観る前から女性が男装していると知っていたので、女性っぽさを探せば女性だと分かりますが、
何も知らずに観ればちょっと女性っぽい男性なのだろうと思うだけかもしれません。
美術も良く出来ていたと思います。
当時の雰囲気や、映画全体の色調を決めるポイントだったように思います。
この作品のテーマは「愛」というよりも「孤独」だと思いました。
女性が男性のフリをして生きていかなければならなかった時代背景や国の問題もあるとは思いますが、
何よりも人と人の繋がり。それもかなり深い意味での繋がりを求めた主人公の物語です。
10代の頃に一人身になり、ある出来事がきっかけとなって男性として生きる道を選びます。
ホテルで使用人として住み込みで働き、部屋には給料とチップを床下貯金して、自分で店を持つという計画を着々と進行中です。
そんなある日、職人のヒューバートがホテルの修繕にやってきますが、職人を泊める部屋が無かったので一日だけ主人公アルバートと相部屋になります。
このヒューバートがアルバートの人生を変えます。
職と伴侶があり、とても充実した日々を送っているヒューバートですが、彼もまた秘密を抱えています。

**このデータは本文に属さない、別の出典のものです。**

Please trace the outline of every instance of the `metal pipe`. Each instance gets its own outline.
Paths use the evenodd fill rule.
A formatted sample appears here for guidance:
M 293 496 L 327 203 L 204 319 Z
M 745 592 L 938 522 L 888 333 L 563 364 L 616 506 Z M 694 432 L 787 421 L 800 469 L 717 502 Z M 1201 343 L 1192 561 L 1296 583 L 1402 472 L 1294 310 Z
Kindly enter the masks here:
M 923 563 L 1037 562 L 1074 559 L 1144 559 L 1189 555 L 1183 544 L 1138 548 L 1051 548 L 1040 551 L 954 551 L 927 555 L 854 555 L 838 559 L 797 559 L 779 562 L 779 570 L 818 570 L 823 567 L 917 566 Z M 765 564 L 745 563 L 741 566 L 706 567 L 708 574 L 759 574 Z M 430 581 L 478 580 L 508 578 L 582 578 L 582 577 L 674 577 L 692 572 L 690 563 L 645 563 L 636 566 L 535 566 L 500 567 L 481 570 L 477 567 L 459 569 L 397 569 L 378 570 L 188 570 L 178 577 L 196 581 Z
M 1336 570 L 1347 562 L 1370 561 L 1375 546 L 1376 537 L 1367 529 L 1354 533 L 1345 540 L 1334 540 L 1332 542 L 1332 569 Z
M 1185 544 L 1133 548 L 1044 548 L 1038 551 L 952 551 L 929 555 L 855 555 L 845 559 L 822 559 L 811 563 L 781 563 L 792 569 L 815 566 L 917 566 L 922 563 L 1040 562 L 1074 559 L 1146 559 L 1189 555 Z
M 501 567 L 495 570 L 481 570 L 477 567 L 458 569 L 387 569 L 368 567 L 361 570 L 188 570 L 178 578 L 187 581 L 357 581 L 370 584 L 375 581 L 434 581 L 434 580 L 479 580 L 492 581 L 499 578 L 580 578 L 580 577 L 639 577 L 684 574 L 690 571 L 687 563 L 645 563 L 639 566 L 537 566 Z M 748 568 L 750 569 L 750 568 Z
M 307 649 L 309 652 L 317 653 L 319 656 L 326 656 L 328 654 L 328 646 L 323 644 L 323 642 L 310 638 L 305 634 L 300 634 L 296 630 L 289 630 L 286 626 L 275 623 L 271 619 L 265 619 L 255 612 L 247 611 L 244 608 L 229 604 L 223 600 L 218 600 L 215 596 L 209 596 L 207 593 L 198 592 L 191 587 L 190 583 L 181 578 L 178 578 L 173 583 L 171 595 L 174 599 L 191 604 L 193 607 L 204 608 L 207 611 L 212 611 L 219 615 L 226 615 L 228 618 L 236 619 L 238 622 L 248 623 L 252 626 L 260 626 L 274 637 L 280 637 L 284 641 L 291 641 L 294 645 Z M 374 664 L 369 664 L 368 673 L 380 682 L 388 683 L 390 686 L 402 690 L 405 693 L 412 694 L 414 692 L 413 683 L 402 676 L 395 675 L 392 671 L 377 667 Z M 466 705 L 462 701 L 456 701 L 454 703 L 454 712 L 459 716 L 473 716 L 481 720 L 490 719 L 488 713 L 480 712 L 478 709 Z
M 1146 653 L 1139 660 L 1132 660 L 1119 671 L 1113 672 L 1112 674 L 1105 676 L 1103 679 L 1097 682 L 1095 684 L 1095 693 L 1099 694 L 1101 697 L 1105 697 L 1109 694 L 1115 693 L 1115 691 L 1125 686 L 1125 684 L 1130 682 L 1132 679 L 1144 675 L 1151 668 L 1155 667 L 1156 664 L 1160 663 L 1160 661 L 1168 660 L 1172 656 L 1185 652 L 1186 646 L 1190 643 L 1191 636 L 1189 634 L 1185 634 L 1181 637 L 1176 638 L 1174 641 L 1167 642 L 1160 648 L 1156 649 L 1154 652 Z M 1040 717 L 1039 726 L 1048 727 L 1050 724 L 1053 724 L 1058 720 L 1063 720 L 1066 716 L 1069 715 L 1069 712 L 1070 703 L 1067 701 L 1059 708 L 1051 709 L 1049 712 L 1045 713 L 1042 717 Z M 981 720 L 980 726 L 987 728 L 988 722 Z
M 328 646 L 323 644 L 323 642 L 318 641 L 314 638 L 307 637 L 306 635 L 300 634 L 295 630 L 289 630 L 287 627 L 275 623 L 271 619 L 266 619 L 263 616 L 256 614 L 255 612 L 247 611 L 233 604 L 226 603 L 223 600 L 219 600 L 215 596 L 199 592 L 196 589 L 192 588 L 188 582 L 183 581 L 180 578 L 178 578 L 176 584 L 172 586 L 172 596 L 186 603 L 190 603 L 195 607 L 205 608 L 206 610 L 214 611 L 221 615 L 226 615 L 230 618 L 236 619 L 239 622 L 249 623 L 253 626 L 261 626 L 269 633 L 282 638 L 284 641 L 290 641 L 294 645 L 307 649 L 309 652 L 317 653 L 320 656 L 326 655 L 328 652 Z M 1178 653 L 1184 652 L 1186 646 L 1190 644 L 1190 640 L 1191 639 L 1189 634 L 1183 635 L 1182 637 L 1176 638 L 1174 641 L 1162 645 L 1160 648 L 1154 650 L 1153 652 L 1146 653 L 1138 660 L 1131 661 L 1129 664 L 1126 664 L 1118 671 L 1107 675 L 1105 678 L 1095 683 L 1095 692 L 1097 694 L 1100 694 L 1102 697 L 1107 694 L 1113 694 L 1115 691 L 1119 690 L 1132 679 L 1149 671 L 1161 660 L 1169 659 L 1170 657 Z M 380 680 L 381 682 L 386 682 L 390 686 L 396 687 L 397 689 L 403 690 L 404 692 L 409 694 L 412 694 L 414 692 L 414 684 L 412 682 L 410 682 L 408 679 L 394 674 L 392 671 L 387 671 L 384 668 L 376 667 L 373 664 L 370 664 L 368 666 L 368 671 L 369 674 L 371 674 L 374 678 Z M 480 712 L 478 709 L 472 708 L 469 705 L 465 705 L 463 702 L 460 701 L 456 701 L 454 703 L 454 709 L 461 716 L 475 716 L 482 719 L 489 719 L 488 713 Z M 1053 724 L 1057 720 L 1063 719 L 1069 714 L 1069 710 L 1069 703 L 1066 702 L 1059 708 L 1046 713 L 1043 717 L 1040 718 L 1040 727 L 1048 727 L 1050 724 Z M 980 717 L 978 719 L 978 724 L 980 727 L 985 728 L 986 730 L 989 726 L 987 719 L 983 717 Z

部屋に泊めたことでお互いの秘密を知る事となり、アルバートはヒューバートの生活に憧れを抱くようになります。
出店計画を伴侶と共に生活する場にグレードアップし、伴侶探しも開始します。
そして、伴侶として女性を選択しました。
なぜ自分が女性に戻って男性を伴侶としないのかという疑問が出てきますが、
これはアルバートが男性として生きると決断したある出来事が影響していると思います。男性を伴侶とするのは嫌なのです。
女性が職を得るのが大変な時代だったと言っても、アルバートの場合、自分が働いているホテルのオーナーは女性ですし、
自分で貯めた資金で店を出すのですから職はあります。それでも伴侶は女性なのです。
この女性を巡り、アルバートは希望を抱き、苦しみ、それでも新しい生活を夢見て前に進もうとします。
一人で静かに店をやりながら生きる道を選ぶ事もできたはずなのに、あえて困難な道を選びました。
それだけ彼女は"孤独"だったのだと思います。
親、兄弟、子も無く、友人も居ない、何十年も自分を偽り男性として生き、同僚とも言葉少なに生活し、店を出すという夢の中でも一人きり。
彼女にとってはその孤独が当然であり、それが自分の生きる道だったはず。
しかし、ヒューバートが現れた事で"孤独"を再認識してしまったのです。"孤独"の苦しみや辛さを思い、心を共有できる誰かとの繋がりを求めました。
それはアルバートにとって、生きている実感を感じられる唯一の時間だったのかもしれません。
一見、奇を衒ったような作品に見えますが、性別がどうとか関係無く、
一人の人間が人との繋がりを純粋に求めた、悲しくも人間味のある作品だと感じました。